Stochastic Smooth Nonconvex Optimization

In progress. Upcoming: full sets of assumptions, convergence results and comparisons

Notations. Throughout this post, we denote by \(\gamma\) the step-sizes.

Unconstrained Optimization

We consider peculiar optimization problems of the form

\[\underset{x\in\mathbb{R}^m}{\mathrm{minimize}}\; F(x) \quad\text{with either}\quad \begin{cases} F(x)\triangleq \frac{1}{n}\sum_{i=1}^n F_i(x) \quad \text{(finite-sum)}\\[0.4ex] F(x) \triangleq \mathbb{E}_{s\sim\mathbb{P}}\left[ f(x,s)\right]\quad \text{(stochastic)}\end{cases}\]

We begin by presenting some exponential moving average based adaptive methods, which are very popular in the deep learning community.

ADAM [Kingma and Ba, 2015]. The terms \(m_k\) and \(v_k\) are the exponential moving averages of the gradient and squared gradient, respectively. The parameter \(\epsilon\), originally introduced to avoid precision issues…

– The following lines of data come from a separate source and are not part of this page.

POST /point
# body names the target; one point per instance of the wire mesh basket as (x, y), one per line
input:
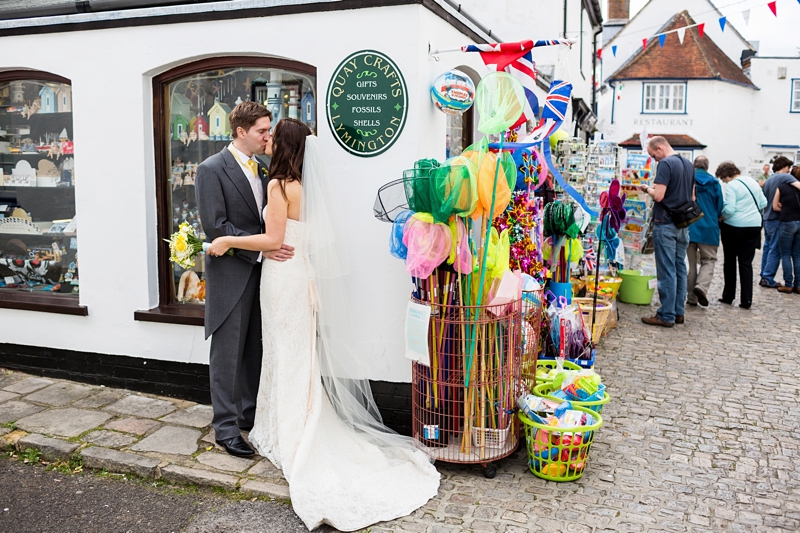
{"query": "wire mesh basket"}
(463, 403)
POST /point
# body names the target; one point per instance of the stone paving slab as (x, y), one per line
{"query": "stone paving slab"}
(141, 406)
(5, 396)
(109, 439)
(122, 462)
(170, 439)
(14, 410)
(59, 394)
(69, 422)
(198, 416)
(224, 461)
(28, 385)
(51, 448)
(180, 474)
(137, 426)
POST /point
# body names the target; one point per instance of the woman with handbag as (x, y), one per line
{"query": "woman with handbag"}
(787, 203)
(740, 230)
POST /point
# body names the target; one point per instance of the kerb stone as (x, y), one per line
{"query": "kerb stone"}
(121, 462)
(170, 439)
(50, 448)
(270, 490)
(60, 394)
(67, 422)
(180, 474)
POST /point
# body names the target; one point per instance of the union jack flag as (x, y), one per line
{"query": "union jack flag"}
(516, 59)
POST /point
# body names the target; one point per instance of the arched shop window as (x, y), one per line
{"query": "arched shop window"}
(191, 108)
(38, 226)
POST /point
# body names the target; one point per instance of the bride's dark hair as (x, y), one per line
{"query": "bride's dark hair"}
(288, 150)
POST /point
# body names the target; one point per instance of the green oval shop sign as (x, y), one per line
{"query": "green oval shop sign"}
(367, 103)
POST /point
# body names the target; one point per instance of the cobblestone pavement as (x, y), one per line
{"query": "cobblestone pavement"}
(700, 435)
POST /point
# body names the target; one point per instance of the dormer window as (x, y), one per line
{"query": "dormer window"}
(664, 98)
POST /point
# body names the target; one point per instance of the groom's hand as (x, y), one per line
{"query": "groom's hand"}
(284, 253)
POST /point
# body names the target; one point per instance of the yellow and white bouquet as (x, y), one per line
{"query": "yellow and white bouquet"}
(184, 245)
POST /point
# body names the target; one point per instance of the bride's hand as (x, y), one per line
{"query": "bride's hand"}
(218, 247)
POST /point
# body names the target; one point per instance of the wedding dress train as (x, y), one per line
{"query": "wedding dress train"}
(337, 474)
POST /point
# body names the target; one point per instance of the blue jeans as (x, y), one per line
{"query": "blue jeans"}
(789, 241)
(770, 253)
(670, 245)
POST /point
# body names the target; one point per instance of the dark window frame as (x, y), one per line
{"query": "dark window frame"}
(47, 303)
(167, 310)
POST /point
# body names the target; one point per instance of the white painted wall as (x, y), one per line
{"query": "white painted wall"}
(653, 16)
(544, 19)
(717, 115)
(111, 72)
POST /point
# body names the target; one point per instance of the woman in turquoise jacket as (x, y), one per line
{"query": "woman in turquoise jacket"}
(740, 230)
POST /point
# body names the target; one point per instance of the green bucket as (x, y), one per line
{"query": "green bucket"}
(635, 287)
(545, 389)
(559, 454)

\[\begin{array}{l} x_0\in\mathbb{R}^{m}\\ \text{for}\;k=0,1,\ldots,K-1\\[0.4ex] \left\lfloor\begin{array}{l} \text{Draw a sample } s_k \text{ from } \mathbb{P}\\ g_k = \nabla f(x_k,s_k)\\ m_k = \beta_1 m_{k-1} + (1-\beta_1) g_k\\ v_{k+1} = v_{k} - (1-\beta_2) (v_k - g_k^2)\\ x_{k+1} = x_k - \gamma_k \frac{m_k}{\sqrt{v_k} + \epsilon} \end{array}\right. \end{array}\]

However, ADAM do not benefits from convergence guarantees. Even worse, non-convergence can be found in simple online convex settings with constant minibatch sizes (see work of Reddi, 2016)

YOGI [Zaheer et al., 2018]. The YOGI method gets its name the Sanskrit word yuj meaning to add. It is a slight variant of ADAM where the magnitude of the difference of \(v_{k+1}\) and \(v_k\) in YOGI only depends on \(g_k^2\) as opposed to dependence on both \(v_k\) and \(g_k^2\). Henceforth, when \(v_k\) is much larger than \(g_k^2\), ADAM can rapidly increase the effective learning rate while YOGI does it in a controlled fashion.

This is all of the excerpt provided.